ATV -> DAC -> Amplifier -> Speakers

and only way to avoid to much loss with atv is to use hdmi. Otherwise I have to check if a mac mini would be a solution to stream music from apple music but I'm not sure if it's as convenient as ATV

But if there's no raspberry board/extension which is doing that I could search for a some hdmi to ?? converter, but I'm a bit worried about quality with such converters...

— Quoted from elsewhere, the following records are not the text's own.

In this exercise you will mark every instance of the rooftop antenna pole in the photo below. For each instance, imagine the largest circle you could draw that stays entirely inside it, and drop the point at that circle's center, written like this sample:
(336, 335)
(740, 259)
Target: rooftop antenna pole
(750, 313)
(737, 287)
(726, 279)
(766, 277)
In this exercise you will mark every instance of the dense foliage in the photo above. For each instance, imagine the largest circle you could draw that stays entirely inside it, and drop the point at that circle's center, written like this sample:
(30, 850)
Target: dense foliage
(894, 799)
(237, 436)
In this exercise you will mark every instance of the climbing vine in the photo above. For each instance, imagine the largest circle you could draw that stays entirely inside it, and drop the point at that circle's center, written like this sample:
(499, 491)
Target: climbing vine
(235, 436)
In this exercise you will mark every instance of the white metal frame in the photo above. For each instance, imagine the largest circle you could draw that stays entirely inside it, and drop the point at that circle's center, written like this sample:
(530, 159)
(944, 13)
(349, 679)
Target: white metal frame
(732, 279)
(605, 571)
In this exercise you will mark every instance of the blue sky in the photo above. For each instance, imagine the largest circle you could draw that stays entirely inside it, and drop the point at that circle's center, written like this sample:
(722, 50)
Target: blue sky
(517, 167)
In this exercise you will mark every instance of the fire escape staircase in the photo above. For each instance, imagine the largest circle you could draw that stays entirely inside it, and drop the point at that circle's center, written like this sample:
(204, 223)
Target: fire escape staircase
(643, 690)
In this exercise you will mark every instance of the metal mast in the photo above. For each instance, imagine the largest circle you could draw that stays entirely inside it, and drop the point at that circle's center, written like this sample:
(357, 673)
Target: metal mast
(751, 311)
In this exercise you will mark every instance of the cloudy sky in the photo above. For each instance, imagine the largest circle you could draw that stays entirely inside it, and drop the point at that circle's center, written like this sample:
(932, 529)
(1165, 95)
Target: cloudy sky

Anyway, thanks for the clarification.
Apple TV is not an audio streamer. There may be tech that converts regular HDMI to an audio signal capable of being sent to a DAC. I’m not sure it is audiophile. I’ll let others weigh in here. Do a search on Google for hdmi to i2S.
 
I wonder how do you guys connect the grounds to PE in your diy streamers. The RPI and Ian Canada or other Hat's mostly has separate linear PSU's on this forum. The grounds from RPI and the Hat's are separate/isolated. And also the PSU's are. But do you connect these PSU grounds(after the regulators) on PE/Chassis Earth?
If so,
-do you connect both PSU's (Dirty and Clean) on this PE/Chassis (and thus connect the dirty and clean ground)?
-Or just one (RPI Psu or Hat PSU).
-Or both with a ground lift('s)?
-Or none (floating)

What's best? Looks very important to me. The wrong wiring can mess up al your effort to a good streamer.
The power supplies are 5v DC and have no earth ground in the AC plug (no 3rd prong on them). So the physical box ground has nowhere to go. I thought DC circuits didn’t have a physical ground. Just a ‘circuit ground’ for the juice to flow.
 
The power supplies are 5v DC and have no earth ground in the AC plug (no 3rd prong on them). So the physical box ground has nowhere to go. I thought DC circuits didn’t have a physical ground. Just a ‘circuit ground’ for the juice to flow.
But these 5v dc powers have a PE/chassis connection. These are/can be connected to your minus output/circuit ground dc. So, then there is the connection of both 5v grounds. They "connect" somewhere in your chain depending on how the psu's are set-up.